A strike by members of the Malta Union of Banking Employees (MUBE) working for HSBC, which began last Saturday, continued this week with members deciding at daily meetings to continue the strike. The strike has been overwhelmingly supported by the 900 HSBC staff. It has affected the bank’s headquarters and branches throughout Malta. The company’s Swieqi call centre is not involved in the action, as it is run by a separate company.

The strike action follows the company’s reneging on its collective agreement signed with the union in August last year. Members of the General Workers’ Union employed by HSBC have been instructed by the union to support the MUBE action.

Middle East

Israeli chemical company threatens further job cuts

The management of Israeli Chemicals Limited (ICL) sent a letter Sunday threatening to lay off a further 57 staff at its Bromine compounds facility in the south of the country. The Histadrut union has carried out a series of strikes against ICL over its intention to cut 140 jobs at its Bromine compounds factory.
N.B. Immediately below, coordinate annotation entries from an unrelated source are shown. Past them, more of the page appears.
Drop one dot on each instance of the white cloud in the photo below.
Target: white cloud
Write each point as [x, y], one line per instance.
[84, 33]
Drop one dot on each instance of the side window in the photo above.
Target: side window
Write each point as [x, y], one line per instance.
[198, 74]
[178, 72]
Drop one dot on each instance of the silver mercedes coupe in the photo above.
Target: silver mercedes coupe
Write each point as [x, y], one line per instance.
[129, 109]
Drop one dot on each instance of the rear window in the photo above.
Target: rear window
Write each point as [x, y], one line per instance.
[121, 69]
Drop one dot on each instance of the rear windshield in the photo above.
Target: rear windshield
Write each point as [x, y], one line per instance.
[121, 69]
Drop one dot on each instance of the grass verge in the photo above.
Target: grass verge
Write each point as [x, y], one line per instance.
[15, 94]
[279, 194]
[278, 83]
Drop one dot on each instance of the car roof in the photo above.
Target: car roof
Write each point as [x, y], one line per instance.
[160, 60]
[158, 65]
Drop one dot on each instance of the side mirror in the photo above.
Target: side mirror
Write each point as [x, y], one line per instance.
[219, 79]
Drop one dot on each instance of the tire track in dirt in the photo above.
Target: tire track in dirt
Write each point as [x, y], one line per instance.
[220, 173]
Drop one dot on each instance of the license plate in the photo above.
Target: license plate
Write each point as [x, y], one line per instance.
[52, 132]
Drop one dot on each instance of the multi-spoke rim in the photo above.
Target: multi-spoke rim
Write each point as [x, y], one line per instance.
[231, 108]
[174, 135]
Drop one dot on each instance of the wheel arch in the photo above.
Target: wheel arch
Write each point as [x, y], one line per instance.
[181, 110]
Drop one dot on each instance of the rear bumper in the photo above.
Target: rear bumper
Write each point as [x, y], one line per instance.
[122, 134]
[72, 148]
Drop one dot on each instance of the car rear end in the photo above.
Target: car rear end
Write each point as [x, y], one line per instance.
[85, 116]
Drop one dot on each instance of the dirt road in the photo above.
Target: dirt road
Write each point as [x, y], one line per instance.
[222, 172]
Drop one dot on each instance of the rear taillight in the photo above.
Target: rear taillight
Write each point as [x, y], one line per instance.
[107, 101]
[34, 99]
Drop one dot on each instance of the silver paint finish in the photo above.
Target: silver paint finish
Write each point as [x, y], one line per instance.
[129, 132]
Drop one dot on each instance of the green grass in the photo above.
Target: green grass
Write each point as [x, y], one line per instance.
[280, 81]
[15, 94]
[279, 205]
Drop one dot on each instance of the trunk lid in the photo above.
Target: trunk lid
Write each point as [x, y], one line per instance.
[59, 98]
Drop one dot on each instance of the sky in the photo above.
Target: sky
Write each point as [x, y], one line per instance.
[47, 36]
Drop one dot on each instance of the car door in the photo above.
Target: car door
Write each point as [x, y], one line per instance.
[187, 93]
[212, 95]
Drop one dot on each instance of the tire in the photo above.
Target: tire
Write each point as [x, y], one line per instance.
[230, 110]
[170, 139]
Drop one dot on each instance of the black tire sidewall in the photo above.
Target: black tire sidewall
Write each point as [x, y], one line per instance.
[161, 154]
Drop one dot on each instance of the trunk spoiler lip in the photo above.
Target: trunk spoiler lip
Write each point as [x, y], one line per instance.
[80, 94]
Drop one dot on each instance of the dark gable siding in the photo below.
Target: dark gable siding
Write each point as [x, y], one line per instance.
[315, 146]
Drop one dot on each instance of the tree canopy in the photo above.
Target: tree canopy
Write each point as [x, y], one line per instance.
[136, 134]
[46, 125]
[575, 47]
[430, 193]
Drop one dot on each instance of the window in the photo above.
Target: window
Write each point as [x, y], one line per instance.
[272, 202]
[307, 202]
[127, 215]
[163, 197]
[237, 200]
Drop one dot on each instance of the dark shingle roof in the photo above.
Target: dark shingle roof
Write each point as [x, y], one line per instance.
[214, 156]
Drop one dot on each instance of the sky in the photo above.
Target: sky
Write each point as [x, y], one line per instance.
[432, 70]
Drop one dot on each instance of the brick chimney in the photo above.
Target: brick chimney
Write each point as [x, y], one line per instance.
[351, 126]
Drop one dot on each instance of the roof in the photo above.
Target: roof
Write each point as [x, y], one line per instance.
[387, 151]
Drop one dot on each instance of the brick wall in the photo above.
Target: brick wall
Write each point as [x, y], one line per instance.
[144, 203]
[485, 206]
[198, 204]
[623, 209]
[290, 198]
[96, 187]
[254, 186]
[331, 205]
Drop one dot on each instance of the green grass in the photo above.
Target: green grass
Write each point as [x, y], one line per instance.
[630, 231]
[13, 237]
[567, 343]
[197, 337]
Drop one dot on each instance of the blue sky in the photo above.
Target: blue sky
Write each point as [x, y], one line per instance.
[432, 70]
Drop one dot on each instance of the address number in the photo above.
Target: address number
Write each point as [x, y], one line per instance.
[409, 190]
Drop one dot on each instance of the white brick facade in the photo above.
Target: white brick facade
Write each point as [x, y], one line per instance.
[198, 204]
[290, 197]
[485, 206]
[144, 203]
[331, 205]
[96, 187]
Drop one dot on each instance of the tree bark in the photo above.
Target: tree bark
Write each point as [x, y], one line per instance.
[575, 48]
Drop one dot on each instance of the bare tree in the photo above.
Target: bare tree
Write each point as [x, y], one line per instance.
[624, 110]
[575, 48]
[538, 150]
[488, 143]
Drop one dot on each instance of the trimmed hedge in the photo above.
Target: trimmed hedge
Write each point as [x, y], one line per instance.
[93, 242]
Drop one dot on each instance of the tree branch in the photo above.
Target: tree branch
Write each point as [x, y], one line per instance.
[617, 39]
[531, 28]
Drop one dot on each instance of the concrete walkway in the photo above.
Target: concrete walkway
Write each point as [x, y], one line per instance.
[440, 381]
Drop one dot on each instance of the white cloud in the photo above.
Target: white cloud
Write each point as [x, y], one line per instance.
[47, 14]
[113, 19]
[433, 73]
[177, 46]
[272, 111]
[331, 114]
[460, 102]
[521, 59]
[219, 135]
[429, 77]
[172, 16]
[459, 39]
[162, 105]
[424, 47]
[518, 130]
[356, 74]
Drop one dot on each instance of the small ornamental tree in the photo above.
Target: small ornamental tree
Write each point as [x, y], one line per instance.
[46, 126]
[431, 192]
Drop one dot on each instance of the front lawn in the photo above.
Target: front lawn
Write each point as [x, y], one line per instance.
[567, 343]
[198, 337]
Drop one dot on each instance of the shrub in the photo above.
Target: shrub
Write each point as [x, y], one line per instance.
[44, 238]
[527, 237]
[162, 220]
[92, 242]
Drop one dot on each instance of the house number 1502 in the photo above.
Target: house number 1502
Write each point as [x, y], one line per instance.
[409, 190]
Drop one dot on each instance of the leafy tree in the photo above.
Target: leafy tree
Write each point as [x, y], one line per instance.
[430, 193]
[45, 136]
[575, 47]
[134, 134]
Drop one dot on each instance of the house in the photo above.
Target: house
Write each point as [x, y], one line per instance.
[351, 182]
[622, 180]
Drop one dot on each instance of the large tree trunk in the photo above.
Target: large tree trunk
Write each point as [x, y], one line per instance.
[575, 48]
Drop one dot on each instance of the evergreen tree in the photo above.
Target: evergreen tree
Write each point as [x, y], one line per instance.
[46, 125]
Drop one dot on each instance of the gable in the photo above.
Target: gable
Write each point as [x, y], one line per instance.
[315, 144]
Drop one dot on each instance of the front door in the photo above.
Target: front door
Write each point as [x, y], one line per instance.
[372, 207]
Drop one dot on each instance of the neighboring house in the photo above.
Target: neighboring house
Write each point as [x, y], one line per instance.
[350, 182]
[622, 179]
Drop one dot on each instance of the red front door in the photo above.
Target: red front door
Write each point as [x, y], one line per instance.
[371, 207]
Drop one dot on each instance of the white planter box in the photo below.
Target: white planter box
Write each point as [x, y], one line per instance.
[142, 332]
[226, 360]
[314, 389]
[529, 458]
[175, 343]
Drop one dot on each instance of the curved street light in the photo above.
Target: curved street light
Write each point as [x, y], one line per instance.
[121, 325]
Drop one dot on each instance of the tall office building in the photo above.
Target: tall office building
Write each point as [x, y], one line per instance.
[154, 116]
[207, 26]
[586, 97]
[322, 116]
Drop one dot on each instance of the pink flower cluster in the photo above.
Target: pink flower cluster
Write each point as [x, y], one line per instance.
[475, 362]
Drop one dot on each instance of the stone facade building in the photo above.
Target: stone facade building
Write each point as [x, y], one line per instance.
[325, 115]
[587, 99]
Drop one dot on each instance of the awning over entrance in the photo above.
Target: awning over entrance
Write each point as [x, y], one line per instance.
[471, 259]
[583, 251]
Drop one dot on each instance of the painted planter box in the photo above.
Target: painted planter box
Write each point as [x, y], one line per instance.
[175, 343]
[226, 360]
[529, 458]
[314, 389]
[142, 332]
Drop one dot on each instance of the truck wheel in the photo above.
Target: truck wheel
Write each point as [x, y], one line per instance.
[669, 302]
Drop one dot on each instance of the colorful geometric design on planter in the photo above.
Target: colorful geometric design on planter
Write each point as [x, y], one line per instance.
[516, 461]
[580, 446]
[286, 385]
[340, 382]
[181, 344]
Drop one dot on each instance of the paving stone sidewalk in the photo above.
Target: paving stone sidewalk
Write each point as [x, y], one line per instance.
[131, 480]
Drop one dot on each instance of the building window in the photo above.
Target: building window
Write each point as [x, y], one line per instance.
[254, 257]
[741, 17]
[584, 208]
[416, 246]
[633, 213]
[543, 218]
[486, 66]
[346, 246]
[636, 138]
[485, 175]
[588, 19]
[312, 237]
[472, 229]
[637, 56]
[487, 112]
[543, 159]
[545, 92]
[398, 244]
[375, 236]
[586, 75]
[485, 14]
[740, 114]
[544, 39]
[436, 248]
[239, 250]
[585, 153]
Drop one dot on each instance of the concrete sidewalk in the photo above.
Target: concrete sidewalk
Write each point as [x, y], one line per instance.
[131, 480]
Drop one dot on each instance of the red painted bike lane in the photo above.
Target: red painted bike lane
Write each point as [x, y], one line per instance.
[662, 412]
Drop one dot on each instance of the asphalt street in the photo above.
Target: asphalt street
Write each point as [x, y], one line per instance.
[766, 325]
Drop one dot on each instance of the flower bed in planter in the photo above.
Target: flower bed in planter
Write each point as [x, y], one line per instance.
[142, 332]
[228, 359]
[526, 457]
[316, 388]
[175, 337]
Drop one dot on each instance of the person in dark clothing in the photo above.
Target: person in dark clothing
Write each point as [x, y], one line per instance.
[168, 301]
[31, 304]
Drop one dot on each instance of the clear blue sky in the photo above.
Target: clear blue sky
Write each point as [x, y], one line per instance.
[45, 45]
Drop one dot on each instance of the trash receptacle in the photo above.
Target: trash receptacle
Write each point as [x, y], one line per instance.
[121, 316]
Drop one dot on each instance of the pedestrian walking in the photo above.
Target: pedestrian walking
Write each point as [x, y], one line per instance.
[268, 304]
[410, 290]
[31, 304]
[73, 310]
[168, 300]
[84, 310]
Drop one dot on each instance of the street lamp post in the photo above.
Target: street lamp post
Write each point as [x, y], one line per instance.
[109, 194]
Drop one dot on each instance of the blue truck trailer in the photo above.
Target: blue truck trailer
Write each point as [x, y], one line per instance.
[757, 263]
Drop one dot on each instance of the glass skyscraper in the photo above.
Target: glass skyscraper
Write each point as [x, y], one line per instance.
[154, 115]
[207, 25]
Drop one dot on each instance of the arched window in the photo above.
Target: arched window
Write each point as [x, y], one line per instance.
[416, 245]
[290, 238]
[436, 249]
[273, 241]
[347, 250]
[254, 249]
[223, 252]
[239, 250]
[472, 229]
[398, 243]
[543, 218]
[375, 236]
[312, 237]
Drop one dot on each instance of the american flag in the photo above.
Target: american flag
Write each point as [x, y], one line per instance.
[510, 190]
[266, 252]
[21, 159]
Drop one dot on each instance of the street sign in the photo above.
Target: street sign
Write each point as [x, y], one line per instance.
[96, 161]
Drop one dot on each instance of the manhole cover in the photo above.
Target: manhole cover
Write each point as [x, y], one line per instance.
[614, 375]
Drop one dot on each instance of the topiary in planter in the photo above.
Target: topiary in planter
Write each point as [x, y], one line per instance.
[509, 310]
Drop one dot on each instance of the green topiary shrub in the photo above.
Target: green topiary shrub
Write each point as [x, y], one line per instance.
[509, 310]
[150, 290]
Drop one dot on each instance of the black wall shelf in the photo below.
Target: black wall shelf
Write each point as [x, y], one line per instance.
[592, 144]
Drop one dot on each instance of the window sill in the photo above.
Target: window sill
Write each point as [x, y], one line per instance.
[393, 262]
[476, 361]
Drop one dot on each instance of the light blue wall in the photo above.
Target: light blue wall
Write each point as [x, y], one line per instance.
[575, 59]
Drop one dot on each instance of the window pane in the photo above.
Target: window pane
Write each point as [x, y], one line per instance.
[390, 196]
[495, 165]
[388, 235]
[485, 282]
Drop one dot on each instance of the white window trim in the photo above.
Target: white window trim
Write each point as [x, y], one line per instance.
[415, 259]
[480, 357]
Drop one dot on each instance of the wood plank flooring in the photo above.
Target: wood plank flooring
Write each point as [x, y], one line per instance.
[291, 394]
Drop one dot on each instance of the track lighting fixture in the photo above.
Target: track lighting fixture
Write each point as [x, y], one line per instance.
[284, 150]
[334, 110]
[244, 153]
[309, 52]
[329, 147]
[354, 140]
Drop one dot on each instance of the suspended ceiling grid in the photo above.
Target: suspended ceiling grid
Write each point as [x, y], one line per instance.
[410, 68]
ICL says it has been able to meet orders for bromine chemicals from its store of products, but would not be able to continue to do so. It said future failure to fulfil orders would lead to customers resorting to other suppliers which would mean 57 jobs at the Bromine compounds facility would be surplus to requirements.

There have been several sympathy strikes in towns in the south by other workers. A planned general strike throughout the south by Histadrut did not go ahead, with the union citing the imminent general election as the reason.

Africa

Kenyan truckers strike to win union recognition

Truck drivers employed by Agility Logistics, Kenya, a Kuwaiti-owned company, had been striking to establish a union. The drivers were protesting having to work 24 hours, seven days a week for poor wages which did not meet their families’ needs.

Agility CEO said he was unwilling to recognise the Kenya Long Distance Drivers and Allied Workers Union.

On April 1 the company locked out its employees, threatening that they would only be allowed back to their workplace if they signed up with a labour agency, effectively losing all their employment rights.

According to the International Transport Workers Federation, drivers were being sent out in convoys with police escorts from fear they may resume their strike.

Mauritanian miners return with no deal

Over 3,000 Mauritanian miners went back to work April 3, after a two month strike without their demands being met. The strike, which had launched with 90 percent support, had been called demanding the implementation of a wage agreement negotiated last year.

SNIM, the 75 percent state-owned company which runs the mine, reinstated the 400 workers disciplined during the strike. Company President Mohamed Ould Abdel Aziz said a wage increase was “inappropriate,” given the slump in iron ore prices.

The company insists any future wage increase will have to be based on a productivity deal.

Municipal staff at Zimbabwean city protest non-payment of wages

Council workers in the Zimbabwean city of Gweru have lodged an application to strike over non-payment of December’s wages. They did not receive November’s wages until March.

They demonstrated outside the council assembly offices April 1 protesting unpaid monthly wages and bonuses (on several occasions), lack of protective clothing and other outstanding issues.

Banners accused municipal managers of corruption, saying they claimed allowances and travel costs for their own use rather than for the benefit of the city.

Ethiopian hotel staff sacked for joining union

Sixty workers at the Sheraton hotel, Addis Ababa, Ethiopia, part of the Starwood Group Inc, have been sacked for joining a trade union. Some of them had 16 years of service with the company.

A similar dispute is underway at a Sheraton hotel in the Maldives, where 10 union officials and 100 members have also been sacked. A proposed meeting of union members was banned at the hotel on the basis that the island was private property. The Starwood Group Inc. boasts of being the most global high-end hotel company in the world, with 1,200 plus hotels and resorts.

The international Union of Food Workers held a demonstration outside the Le Méridien, a Sheraton hotel in Piccadilly, London to highlight the Ethiopian and Maldives hotel workers’ case.